KEY WORDS: Acetylcholinesterase, Alzheimer’s disease, apoptosis, beta-amyloid, butyrylcholinesterase
Aortic valve replacement (AVR) is a treatment of choice for patients with symptomatic severe aortic stenosis (AS). However, a significant proportion of these patients do not undergo surgical AVR due to high-risk features. Transcatheter aortic valve implantation (TAVI) has emerged as an alternative for patients with severe AS who are not candidates for open-heart surgery.
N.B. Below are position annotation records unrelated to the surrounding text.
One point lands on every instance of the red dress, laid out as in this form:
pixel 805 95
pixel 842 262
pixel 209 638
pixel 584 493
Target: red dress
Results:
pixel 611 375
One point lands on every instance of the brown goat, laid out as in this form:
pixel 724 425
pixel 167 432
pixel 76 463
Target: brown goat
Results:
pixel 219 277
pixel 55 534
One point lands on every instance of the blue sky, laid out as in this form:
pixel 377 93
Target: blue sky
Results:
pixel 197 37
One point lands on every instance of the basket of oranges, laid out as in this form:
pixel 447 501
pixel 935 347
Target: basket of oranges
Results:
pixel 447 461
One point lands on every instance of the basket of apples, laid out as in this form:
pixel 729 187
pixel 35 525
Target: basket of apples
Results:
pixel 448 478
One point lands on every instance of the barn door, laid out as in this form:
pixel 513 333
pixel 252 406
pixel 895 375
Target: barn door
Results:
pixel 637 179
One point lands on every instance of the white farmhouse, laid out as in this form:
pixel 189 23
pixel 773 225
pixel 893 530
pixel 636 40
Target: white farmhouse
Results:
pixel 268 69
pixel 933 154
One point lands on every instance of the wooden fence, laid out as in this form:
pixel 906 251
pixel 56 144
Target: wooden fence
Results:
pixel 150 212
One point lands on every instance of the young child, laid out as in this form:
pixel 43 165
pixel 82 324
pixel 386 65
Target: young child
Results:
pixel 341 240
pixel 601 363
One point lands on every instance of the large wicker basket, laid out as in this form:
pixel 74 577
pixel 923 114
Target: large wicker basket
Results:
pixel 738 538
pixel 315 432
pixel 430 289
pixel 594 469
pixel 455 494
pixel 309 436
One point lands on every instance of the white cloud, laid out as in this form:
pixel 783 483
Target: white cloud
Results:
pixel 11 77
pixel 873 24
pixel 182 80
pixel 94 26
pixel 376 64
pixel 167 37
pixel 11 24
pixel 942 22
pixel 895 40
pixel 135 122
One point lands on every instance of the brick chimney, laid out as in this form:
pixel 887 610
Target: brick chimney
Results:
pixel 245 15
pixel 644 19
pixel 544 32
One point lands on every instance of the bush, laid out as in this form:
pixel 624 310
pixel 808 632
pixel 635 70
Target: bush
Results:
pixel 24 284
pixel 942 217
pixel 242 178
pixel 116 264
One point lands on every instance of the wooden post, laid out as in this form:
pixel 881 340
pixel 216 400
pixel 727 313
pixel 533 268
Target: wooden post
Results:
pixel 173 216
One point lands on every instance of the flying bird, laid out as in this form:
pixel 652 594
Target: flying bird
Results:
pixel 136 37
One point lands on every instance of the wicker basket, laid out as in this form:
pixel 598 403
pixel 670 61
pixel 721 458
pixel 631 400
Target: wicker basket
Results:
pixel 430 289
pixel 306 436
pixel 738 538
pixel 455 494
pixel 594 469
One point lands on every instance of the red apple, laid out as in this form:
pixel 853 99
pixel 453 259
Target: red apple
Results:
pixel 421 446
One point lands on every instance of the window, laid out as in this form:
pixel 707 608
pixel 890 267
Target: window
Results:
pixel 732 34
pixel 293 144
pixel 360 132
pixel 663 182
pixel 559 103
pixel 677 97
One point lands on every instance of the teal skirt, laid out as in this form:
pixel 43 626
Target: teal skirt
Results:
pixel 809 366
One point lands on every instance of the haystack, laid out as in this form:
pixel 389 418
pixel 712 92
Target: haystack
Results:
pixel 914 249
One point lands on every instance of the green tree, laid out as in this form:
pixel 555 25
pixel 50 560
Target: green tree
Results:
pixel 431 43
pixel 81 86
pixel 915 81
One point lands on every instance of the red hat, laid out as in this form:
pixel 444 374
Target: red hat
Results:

Since the introduction of TAVI to the medical community in 2002, there has been an explosive growth in procedures. The balloon-expandable Edwards SAPIEN valve and the self-expanding CoreValve ReValvingTM system contribute the largest patient experience with more than 10,000 patients treated with TAVI to date. Clinical out-comes have stabilized in experienced hands, with 30-day mortality less than 10%. Careful patient selection, growing operator experience, and an integrated multidisciplinary team approach contribute to notable improvement in outcomes. In the first randomized pivotal PARTNER trial, in patients with severe AS not suitable candidates for surgical AVR, TAVI compared with standard therapy, significantly improved survival and cardiac symptoms, but was associated with higher incidence of major strokes and major vascular events. The results of randomized comparison of TAVI with AVR among high-risk patients with AS for whom surgery is a viable option are eagerly awaited to provide further evidence on the applicability of TAVI in these patients.